Fractional Reserve Is Not the Problem
In the United States, there are once again TV commercials advertising Adjustable Rate Mortgages (ARMs) for residential real estate. Today, I saw one from Quicken Loans promoted with the tagline “why pay more in interest charges now just to know what rate you will have in 2018?” (they are offering a 7-year “teaser” rate and then the loan adjusts after that.
Why indeed?
This sort of promotion should have made people nervous even before the residential real estate bust in the US in 2006.
What has this got to do with Fractional Reserve Banking (FRB)? Banks often commit the same kind of sin. Read on.
There is a common misconception that via FRB, banks lend out more money than they have. But the very definition of fractional reserve banking is that the banks lend out less than their deposits, though they keep less than 100% of their deposits on “reserve”. This misconception comes from the failure to distinguish between money and credit. This is particularly easy to do today because our perverse fiat system has banished money altogether. Gold and silver have no official role. Everything that remains is credit.
A “dollar bill”, aka Federal Reserve Note is the liability of the Federal Reserve. The Federal Reserve has “assets” to back these dollars, namely Treasury bonds (and mortgage back securities, and the Red Roof Inn, and shares of GM, such is the new post-2008 reality). If you have a dollar bill, you have a credit obligation of the Federal Reserve. If you use it to pay a debt you owe to someone, then you transfer the debt from yourself to the Fed. If the recipient deposits the dollar “in” the bank, he is lending it to the bank, and now the bank has a liability to him.
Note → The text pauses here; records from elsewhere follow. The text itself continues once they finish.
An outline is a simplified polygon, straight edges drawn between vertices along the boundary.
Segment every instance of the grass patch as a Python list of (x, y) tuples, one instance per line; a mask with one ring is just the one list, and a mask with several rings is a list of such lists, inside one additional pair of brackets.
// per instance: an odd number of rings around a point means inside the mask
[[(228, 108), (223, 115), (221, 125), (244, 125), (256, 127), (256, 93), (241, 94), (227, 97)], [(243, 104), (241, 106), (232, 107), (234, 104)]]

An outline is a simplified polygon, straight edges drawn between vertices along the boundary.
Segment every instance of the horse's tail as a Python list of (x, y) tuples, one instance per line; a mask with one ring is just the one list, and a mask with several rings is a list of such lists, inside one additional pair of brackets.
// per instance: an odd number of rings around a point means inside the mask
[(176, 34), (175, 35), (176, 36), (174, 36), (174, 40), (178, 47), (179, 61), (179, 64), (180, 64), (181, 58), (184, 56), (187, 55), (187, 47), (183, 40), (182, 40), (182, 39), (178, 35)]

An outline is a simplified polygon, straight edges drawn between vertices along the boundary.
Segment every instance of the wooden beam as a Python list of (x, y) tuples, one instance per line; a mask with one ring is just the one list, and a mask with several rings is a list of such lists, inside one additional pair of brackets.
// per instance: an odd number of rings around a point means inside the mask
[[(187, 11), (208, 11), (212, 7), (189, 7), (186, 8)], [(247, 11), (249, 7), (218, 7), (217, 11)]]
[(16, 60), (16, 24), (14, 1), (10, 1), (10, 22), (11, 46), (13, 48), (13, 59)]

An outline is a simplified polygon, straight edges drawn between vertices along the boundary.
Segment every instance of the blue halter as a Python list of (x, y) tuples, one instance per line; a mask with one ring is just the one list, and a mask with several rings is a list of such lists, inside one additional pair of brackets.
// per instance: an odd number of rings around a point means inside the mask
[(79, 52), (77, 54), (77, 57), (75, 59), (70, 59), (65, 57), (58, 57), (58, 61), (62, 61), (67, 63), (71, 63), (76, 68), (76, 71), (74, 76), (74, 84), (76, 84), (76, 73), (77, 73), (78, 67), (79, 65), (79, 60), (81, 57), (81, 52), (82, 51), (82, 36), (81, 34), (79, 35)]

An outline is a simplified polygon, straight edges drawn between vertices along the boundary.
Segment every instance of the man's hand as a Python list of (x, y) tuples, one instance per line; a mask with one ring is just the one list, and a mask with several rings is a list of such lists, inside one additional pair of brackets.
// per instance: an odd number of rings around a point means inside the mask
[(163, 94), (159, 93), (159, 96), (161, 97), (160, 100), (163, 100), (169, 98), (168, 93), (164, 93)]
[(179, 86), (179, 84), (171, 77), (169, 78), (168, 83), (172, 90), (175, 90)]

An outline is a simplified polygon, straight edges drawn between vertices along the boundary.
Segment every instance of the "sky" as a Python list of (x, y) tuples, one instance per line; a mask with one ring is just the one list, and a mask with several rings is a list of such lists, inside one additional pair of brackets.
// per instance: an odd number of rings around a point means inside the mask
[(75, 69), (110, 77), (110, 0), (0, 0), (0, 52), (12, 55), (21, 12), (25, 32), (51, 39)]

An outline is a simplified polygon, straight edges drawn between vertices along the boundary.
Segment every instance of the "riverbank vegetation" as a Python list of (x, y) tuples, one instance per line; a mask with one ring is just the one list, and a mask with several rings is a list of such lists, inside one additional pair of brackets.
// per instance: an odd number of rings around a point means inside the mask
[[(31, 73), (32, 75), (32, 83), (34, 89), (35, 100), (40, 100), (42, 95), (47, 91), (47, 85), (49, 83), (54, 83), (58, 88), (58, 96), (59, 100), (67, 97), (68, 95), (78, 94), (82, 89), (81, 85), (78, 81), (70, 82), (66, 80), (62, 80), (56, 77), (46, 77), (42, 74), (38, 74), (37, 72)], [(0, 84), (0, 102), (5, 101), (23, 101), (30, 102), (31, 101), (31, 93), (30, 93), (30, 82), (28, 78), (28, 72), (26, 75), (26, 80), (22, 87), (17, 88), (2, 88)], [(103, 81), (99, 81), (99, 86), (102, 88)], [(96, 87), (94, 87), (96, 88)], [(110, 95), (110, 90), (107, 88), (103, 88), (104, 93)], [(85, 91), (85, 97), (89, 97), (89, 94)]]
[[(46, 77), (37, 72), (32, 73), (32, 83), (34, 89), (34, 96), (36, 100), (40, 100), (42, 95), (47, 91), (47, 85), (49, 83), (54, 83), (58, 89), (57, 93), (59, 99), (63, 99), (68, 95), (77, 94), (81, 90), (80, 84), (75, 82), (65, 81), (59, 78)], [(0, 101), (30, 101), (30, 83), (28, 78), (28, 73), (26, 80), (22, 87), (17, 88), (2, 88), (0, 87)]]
The banking system can create credit. When the bank receives a dollar of deposit, it will often lend $0.90. It still owes the dollar to the depositor. It keeps $0.10 as its asset, and it lends the $0.90 to a borrower. This loan is also the bank’s asset. The borrower, of course, can pay someone and that recipient can deposit the money in the same or another bank. The process can be repeated, and assuming 10% reserves, the total credit in the system can be expanded to a maximum of 10 times the original deposit (the sum of the series 1 + .9 + .81 + .729 …)
The difference between a gold coin in your hand, vs. a piece of paper from a bank promising to pay is made obvious if the bank ever becomes insolvent. The piece of paper is then realized to be a credit instrument in default.
There is a more subtle distinction that few today, even in the Austrian School, make. The difference between: (1) a bank takes a 1-year CD on deposit and lends to a real estate buyer for 30 years; and (2) a bank takes in a 1-year CD and lends to a manufacturer to finance receivables for one month.
The difference is that in one case, the bank’s liability is due before its asset matures. This is similar to what the homebuyer does with the ARM. He may or may not be ready (or able!) to sell the home in less than 7 years. But the loan could be repriced such that it is not economical to hold. At least with residential real estate loans in the US, the loan cannot be called before the final maturity.
The bank that “borrows short to lend long” has no such protection. And in fact this is one of the principal risks that such a bank faces. The depositors can demand their money when their CDs mature (or for demand deposits, they can demand their money at any time). But the bank has issued a loan that it cannot call.
The bank can try to sell it, if there is a bid in the loan market at that moment. If the run on the bank is large, and if the same thing is happening to other banks, the banking system could in its entirety be forced into bankruptcy, with immeasurable damage to depositors. One kind of depositor is the corporate payroll account…
Borrowing short to lend long, also known as “rolling” one’s liabilities, is fraud. No legitimate bank would engage in this activity in a free market (as opposed to our centrally planned central bank based system with bailouts and other forms of “moral hazard”).
The temptation is great, because the rate on short-term borrowing is much lower than the rate on longer-term lending. This is the same temptation faced by the home buyer comparing an ARM to a fixed-rate mortgage.
But just as with stealing, this temptation must be resisted if one is to stay out of trouble, or in this case bankruptcy. For a bank engaged in this practice, collapse is inevitable. It is only a matter of time.
This, not Fractional Reserves per se, is the real problem and the real risk.